The Georgia House of Representatives voted to pass a bill that will repeal the citizen’s arrest law a year after two White men shot and killed unarmed Black jogger Ahmaud Arbery.
According to CNN, the state House passed the HB bill 479 unanimously and “would roll back citizen’s arrest law in the state.” However, the bill needs to get the majority of state Senators’ votes before it is sent to Gov. Brian Kemp’s desk to sign into law.
Arbery, 25, was jogging in a predominantly-White enclave of Brunswick, Georgia, in February 2020 when a White father and son, Gregory and Travis McMichael, hunted him down and killed him while allegedly trying to conduct a citizen’s arrest. The two told authorities they thought Arbery may have been a burglar.
It took two months before the McMichaels were arrested on charges of murder and aggravated assault on May 7. The man who filmed the detention and fatal shooting of Arbery, William Bryan, has also been charged with felony murder and criminal attempt to commit false imprisonment. He is also under investigation for sex crimes in a separate case.
Republican state Rep.

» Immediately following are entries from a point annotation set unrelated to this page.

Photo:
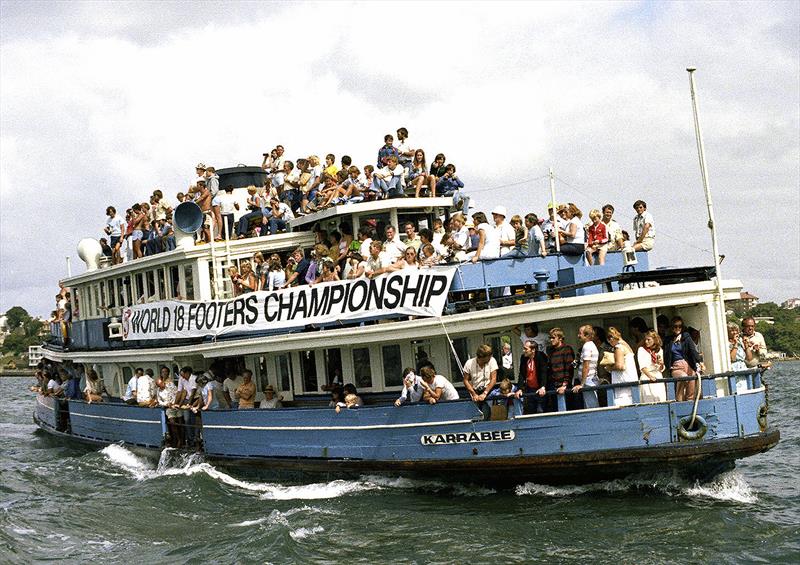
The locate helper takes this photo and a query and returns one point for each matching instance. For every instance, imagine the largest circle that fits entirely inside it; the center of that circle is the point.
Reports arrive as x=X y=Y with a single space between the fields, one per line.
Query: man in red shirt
x=533 y=378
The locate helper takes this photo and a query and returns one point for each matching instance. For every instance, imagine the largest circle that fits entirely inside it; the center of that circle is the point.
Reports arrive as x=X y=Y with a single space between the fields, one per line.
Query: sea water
x=61 y=501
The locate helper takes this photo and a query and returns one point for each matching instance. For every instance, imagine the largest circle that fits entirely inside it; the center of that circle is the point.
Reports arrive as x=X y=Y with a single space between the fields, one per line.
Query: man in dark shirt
x=533 y=378
x=561 y=366
x=299 y=275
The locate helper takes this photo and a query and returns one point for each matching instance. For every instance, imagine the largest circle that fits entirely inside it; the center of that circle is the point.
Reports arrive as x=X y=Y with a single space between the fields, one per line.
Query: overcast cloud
x=102 y=102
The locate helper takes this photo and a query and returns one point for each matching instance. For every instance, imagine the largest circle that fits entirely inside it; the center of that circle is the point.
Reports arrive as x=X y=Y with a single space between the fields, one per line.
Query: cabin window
x=151 y=284
x=362 y=370
x=283 y=366
x=461 y=345
x=392 y=365
x=174 y=281
x=139 y=288
x=308 y=368
x=162 y=286
x=188 y=275
x=333 y=366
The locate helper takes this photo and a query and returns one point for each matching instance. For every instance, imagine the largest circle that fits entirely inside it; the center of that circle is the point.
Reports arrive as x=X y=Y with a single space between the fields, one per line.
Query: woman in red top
x=596 y=239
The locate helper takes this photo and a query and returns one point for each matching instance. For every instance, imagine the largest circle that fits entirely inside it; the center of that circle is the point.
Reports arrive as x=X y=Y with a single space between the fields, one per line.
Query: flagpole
x=723 y=349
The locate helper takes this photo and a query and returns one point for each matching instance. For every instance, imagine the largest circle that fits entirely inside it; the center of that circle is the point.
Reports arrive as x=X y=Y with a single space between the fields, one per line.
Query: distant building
x=791 y=304
x=748 y=300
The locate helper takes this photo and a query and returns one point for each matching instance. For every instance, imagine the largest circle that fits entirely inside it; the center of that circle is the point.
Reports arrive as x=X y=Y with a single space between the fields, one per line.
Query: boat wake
x=729 y=486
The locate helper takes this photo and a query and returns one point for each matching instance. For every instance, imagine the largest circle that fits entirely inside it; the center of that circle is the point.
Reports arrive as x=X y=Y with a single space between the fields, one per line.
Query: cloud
x=102 y=102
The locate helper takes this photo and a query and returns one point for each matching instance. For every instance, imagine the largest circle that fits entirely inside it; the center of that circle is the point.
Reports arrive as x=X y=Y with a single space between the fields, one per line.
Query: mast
x=553 y=204
x=723 y=353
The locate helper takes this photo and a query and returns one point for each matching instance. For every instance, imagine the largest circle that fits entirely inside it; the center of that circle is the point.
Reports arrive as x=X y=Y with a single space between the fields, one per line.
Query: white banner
x=407 y=293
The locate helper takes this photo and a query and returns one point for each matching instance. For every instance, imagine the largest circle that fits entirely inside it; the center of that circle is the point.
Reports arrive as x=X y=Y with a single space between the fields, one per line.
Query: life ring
x=700 y=428
x=762 y=417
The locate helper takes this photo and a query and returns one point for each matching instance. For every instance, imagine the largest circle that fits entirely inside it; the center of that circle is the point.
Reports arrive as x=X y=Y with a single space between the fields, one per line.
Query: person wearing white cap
x=504 y=230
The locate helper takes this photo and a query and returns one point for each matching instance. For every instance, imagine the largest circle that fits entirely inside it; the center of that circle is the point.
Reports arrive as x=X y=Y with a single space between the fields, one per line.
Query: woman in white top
x=572 y=236
x=624 y=368
x=489 y=239
x=651 y=364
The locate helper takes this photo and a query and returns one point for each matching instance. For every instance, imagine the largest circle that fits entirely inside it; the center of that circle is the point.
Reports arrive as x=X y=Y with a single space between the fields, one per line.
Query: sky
x=102 y=102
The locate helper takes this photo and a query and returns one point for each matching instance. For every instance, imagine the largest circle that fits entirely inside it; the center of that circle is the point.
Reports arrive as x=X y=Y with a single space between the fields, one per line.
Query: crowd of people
x=308 y=184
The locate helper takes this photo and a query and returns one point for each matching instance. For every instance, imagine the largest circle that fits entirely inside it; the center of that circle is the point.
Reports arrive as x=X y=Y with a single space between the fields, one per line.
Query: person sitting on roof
x=93 y=392
x=449 y=182
x=270 y=402
x=350 y=388
x=413 y=388
x=596 y=239
x=389 y=180
x=437 y=387
x=488 y=239
x=350 y=402
x=643 y=229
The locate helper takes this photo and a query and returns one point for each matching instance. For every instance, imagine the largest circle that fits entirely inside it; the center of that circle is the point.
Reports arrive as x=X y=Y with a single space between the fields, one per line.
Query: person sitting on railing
x=413 y=388
x=480 y=376
x=389 y=180
x=94 y=389
x=146 y=389
x=596 y=240
x=613 y=229
x=270 y=402
x=438 y=388
x=624 y=368
x=536 y=245
x=650 y=359
x=448 y=183
x=756 y=341
x=683 y=359
x=571 y=236
x=419 y=177
x=387 y=151
x=561 y=368
x=741 y=352
x=643 y=228
x=246 y=391
x=533 y=378
x=587 y=365
x=488 y=239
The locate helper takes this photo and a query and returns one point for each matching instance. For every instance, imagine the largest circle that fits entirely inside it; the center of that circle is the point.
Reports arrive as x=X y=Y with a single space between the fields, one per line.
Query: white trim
x=315 y=428
x=115 y=419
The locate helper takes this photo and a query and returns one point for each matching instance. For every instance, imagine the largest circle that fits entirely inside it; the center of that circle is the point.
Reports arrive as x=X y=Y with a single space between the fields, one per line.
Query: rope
x=452 y=347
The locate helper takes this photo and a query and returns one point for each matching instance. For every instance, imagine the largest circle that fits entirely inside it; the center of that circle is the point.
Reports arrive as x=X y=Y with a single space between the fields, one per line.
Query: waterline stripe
x=315 y=428
x=115 y=419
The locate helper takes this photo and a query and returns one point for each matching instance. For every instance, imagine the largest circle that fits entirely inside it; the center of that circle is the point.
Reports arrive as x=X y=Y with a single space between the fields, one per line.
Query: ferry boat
x=175 y=309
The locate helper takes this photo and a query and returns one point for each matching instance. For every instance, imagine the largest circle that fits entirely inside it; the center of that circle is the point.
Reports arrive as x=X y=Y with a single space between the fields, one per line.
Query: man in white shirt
x=643 y=229
x=229 y=386
x=613 y=229
x=393 y=248
x=133 y=385
x=438 y=387
x=504 y=230
x=589 y=358
x=146 y=389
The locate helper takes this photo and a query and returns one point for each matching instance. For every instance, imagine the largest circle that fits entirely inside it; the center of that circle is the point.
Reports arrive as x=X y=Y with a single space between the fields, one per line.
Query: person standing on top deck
x=561 y=367
x=533 y=378
x=480 y=376
x=643 y=229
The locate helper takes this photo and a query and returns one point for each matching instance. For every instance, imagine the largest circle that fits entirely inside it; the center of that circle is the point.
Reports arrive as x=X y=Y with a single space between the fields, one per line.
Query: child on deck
x=597 y=239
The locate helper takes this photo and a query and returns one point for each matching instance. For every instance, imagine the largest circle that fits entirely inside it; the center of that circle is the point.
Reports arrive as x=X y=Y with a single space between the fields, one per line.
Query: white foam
x=128 y=461
x=301 y=533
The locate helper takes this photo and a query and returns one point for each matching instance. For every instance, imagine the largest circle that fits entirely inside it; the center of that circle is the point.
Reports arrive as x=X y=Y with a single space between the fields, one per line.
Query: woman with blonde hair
x=651 y=364
x=248 y=278
x=624 y=368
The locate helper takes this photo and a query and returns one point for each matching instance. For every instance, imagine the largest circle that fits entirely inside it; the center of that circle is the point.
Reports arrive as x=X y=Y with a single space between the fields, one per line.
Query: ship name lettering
x=467 y=437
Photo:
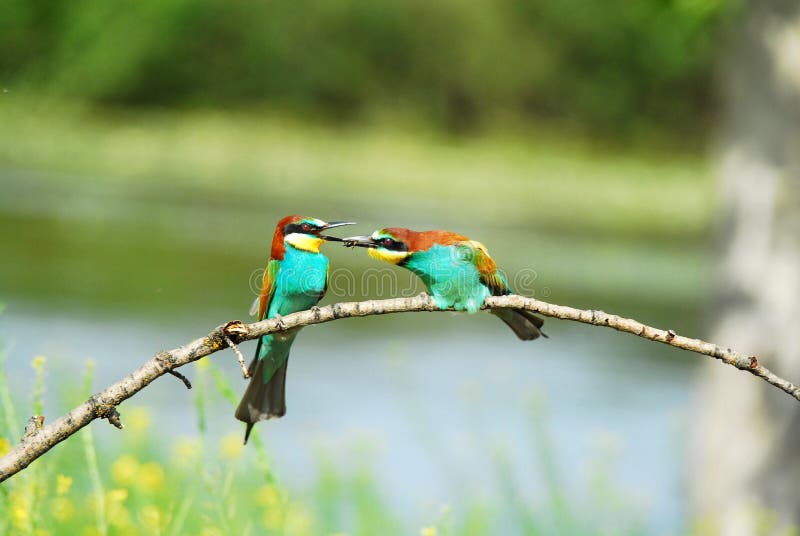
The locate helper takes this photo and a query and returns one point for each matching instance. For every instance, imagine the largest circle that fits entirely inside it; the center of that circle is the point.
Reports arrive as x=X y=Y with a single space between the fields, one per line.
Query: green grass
x=146 y=485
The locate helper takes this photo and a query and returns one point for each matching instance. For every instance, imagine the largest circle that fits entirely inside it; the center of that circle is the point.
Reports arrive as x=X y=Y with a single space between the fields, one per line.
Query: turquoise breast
x=450 y=277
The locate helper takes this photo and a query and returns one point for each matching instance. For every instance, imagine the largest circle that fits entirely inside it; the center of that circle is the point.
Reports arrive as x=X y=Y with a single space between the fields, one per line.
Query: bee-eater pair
x=457 y=272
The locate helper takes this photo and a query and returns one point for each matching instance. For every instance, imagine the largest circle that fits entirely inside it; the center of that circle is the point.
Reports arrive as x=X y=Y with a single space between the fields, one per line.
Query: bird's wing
x=489 y=274
x=261 y=304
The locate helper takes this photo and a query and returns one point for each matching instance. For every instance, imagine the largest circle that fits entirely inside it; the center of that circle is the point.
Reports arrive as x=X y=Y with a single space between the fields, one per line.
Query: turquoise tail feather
x=265 y=397
x=524 y=324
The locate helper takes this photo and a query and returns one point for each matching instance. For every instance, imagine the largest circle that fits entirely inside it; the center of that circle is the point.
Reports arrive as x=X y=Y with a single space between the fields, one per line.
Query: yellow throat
x=304 y=242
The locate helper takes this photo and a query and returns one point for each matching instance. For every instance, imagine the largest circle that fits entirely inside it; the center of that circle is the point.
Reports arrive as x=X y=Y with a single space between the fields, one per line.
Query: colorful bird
x=458 y=272
x=295 y=280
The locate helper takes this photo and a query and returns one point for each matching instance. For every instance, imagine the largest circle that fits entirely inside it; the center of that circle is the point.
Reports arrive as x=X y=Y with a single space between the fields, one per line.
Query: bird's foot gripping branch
x=39 y=439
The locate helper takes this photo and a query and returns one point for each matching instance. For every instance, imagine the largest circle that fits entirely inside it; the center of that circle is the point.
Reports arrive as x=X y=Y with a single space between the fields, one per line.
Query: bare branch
x=103 y=404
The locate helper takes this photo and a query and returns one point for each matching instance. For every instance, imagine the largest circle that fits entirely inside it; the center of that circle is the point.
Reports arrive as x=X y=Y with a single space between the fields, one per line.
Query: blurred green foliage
x=613 y=65
x=156 y=484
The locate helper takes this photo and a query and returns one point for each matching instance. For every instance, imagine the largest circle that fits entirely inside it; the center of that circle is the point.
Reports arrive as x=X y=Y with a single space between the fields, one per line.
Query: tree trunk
x=747 y=435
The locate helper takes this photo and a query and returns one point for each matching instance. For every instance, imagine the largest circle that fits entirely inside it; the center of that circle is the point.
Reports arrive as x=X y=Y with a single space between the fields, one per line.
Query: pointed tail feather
x=263 y=400
x=526 y=325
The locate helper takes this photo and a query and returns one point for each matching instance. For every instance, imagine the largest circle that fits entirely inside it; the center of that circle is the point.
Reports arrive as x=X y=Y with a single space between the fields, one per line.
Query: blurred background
x=636 y=157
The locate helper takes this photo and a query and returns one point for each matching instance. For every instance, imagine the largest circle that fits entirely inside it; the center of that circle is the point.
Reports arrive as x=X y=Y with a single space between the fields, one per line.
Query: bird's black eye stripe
x=302 y=228
x=391 y=244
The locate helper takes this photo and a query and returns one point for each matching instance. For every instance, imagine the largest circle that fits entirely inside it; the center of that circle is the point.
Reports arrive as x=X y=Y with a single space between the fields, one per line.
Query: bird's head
x=397 y=244
x=302 y=233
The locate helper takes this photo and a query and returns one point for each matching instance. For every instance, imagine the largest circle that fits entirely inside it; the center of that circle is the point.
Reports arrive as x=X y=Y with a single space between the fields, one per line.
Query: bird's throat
x=304 y=242
x=386 y=255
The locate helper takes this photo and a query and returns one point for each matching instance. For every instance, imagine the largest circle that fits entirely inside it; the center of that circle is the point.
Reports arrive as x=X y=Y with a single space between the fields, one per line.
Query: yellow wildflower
x=63 y=483
x=231 y=446
x=118 y=515
x=62 y=509
x=118 y=495
x=151 y=476
x=125 y=470
x=298 y=521
x=152 y=518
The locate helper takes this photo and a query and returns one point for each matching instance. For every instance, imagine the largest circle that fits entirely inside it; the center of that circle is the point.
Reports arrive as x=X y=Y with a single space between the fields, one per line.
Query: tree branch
x=103 y=404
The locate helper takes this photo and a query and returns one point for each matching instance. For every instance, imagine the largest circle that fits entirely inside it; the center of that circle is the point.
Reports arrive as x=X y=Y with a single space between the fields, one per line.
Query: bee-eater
x=295 y=280
x=457 y=272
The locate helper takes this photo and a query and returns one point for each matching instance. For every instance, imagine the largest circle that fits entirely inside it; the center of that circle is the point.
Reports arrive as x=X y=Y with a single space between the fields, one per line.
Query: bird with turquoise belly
x=295 y=279
x=458 y=273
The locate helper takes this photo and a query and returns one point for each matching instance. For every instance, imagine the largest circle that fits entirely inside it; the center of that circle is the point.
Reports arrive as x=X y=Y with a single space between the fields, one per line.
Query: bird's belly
x=455 y=284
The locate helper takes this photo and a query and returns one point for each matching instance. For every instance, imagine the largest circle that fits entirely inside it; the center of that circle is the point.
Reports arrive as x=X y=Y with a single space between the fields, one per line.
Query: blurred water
x=431 y=402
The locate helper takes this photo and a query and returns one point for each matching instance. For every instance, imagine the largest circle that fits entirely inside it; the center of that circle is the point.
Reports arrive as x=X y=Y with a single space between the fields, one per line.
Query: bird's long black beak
x=359 y=242
x=331 y=225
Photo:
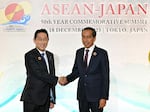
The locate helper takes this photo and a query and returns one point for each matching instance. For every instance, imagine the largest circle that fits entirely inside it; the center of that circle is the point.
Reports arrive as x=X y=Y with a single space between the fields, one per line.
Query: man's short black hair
x=92 y=29
x=40 y=31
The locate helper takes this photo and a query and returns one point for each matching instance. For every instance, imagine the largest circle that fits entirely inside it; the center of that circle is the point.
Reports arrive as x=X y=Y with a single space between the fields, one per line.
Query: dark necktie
x=51 y=93
x=43 y=57
x=86 y=58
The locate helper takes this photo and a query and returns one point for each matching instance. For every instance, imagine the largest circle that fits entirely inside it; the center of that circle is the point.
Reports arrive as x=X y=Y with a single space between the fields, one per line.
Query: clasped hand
x=62 y=80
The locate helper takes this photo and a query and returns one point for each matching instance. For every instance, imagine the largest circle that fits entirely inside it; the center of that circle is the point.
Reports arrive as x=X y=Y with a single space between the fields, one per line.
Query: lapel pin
x=94 y=53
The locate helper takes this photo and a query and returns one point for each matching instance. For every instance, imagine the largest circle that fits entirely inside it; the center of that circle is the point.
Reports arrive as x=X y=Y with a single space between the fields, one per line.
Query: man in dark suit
x=92 y=67
x=39 y=91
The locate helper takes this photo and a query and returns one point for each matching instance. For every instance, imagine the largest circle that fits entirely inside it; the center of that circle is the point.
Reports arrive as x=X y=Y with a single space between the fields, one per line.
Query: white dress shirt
x=89 y=53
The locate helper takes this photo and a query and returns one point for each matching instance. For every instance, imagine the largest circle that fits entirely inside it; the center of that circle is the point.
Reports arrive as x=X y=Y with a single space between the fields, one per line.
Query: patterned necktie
x=86 y=58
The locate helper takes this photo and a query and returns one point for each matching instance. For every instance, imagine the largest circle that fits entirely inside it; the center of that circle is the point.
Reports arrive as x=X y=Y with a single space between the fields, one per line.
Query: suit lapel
x=93 y=59
x=40 y=59
x=49 y=57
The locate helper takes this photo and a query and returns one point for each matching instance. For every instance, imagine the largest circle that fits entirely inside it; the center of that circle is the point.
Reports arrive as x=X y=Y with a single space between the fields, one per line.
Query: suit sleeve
x=74 y=74
x=34 y=69
x=105 y=74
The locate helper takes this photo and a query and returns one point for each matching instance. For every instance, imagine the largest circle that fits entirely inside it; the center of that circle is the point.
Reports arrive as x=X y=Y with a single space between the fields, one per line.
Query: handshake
x=62 y=80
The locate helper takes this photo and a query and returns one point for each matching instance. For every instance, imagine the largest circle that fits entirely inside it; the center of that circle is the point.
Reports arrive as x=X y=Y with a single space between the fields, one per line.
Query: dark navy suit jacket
x=39 y=81
x=93 y=81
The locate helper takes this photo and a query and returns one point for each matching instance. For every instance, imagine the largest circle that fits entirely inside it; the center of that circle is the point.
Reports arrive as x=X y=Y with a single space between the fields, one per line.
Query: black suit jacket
x=39 y=81
x=93 y=82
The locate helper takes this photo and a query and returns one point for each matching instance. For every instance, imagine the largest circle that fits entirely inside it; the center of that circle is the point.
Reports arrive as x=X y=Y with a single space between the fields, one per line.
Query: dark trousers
x=29 y=107
x=85 y=106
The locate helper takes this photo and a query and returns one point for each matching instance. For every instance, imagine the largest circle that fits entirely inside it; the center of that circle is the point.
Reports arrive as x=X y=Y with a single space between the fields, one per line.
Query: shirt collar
x=91 y=48
x=41 y=51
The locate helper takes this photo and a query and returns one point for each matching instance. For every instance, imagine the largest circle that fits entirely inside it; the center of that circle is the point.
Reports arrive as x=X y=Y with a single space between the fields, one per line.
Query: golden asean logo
x=15 y=13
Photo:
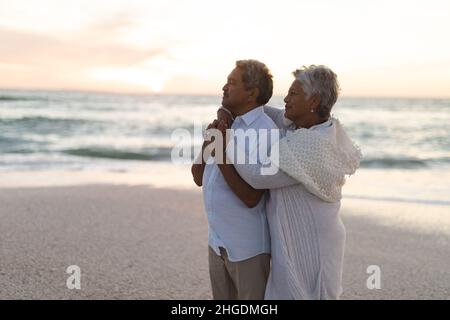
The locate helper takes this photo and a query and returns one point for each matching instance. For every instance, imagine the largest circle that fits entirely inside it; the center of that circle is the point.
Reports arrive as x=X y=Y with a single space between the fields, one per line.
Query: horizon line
x=149 y=93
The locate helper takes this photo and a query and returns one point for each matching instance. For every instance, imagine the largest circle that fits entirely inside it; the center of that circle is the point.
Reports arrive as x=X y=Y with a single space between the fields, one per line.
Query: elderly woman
x=313 y=155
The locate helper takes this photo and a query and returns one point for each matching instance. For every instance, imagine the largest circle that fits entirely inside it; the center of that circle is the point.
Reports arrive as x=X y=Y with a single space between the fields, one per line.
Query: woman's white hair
x=319 y=80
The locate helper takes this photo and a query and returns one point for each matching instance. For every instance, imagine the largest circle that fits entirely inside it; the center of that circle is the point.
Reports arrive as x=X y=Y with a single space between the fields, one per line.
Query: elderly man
x=239 y=243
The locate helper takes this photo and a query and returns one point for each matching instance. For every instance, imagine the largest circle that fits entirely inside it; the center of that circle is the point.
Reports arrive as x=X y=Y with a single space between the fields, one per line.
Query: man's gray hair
x=319 y=80
x=256 y=75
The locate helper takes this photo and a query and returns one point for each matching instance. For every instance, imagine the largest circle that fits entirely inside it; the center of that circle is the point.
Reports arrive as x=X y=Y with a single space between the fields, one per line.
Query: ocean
x=45 y=130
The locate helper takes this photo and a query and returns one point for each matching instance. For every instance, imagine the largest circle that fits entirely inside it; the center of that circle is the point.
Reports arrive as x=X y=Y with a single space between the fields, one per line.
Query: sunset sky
x=377 y=48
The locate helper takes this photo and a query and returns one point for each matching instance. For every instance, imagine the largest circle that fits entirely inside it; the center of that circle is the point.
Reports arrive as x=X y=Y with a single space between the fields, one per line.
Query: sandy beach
x=142 y=242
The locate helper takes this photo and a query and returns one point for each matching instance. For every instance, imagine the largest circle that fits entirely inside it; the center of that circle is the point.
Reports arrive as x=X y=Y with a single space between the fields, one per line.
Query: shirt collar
x=251 y=115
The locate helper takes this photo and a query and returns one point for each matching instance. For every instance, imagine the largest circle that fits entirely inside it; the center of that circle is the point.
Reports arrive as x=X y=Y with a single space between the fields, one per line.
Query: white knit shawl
x=318 y=160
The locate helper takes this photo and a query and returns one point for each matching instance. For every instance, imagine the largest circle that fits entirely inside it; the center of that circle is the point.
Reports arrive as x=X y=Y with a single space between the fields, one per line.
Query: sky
x=377 y=48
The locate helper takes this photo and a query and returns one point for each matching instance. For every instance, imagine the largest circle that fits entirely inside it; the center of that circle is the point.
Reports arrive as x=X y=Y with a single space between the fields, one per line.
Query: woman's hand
x=222 y=127
x=225 y=117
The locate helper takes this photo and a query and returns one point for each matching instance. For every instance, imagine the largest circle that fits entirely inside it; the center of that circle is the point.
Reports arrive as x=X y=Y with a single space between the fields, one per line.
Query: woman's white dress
x=307 y=234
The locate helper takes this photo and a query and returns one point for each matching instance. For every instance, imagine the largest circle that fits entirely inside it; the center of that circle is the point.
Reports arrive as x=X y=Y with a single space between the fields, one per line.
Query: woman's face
x=296 y=102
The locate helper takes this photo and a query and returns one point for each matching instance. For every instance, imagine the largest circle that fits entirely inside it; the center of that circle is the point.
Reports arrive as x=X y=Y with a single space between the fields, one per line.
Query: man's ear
x=254 y=94
x=314 y=101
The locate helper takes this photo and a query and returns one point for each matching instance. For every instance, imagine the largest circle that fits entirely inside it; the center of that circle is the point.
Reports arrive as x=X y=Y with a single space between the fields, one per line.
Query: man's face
x=234 y=93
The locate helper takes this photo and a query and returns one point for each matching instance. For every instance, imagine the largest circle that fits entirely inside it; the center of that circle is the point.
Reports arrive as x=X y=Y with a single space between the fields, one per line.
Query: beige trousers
x=242 y=280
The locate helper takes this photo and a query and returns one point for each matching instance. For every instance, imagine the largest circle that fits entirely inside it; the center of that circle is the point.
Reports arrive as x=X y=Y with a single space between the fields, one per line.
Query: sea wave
x=402 y=163
x=22 y=98
x=117 y=154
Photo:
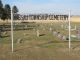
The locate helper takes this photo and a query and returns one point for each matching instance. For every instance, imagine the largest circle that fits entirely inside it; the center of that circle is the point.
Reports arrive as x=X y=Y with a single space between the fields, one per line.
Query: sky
x=46 y=6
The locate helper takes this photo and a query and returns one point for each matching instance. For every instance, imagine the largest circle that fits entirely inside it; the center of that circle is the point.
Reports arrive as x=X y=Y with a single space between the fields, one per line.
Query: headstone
x=50 y=29
x=54 y=33
x=38 y=33
x=25 y=26
x=59 y=36
x=62 y=26
x=19 y=40
x=63 y=37
x=78 y=33
x=44 y=29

Bert Reeves, who sponsored the bill, explained to CNN that “after (Arbery’s death) in Georgia last February, it is incumbent on us to act, to make sure that nobody can ever use this outdated, archaic Civil War-era law to chase somebody down, [resulting] in their death.”
This bill comes in the wake of the recently passed law in Kentucky that outlaws no-knock warrants after it resulted in the death of Breonna Taylor by cops in Louisville on March 13, 2020.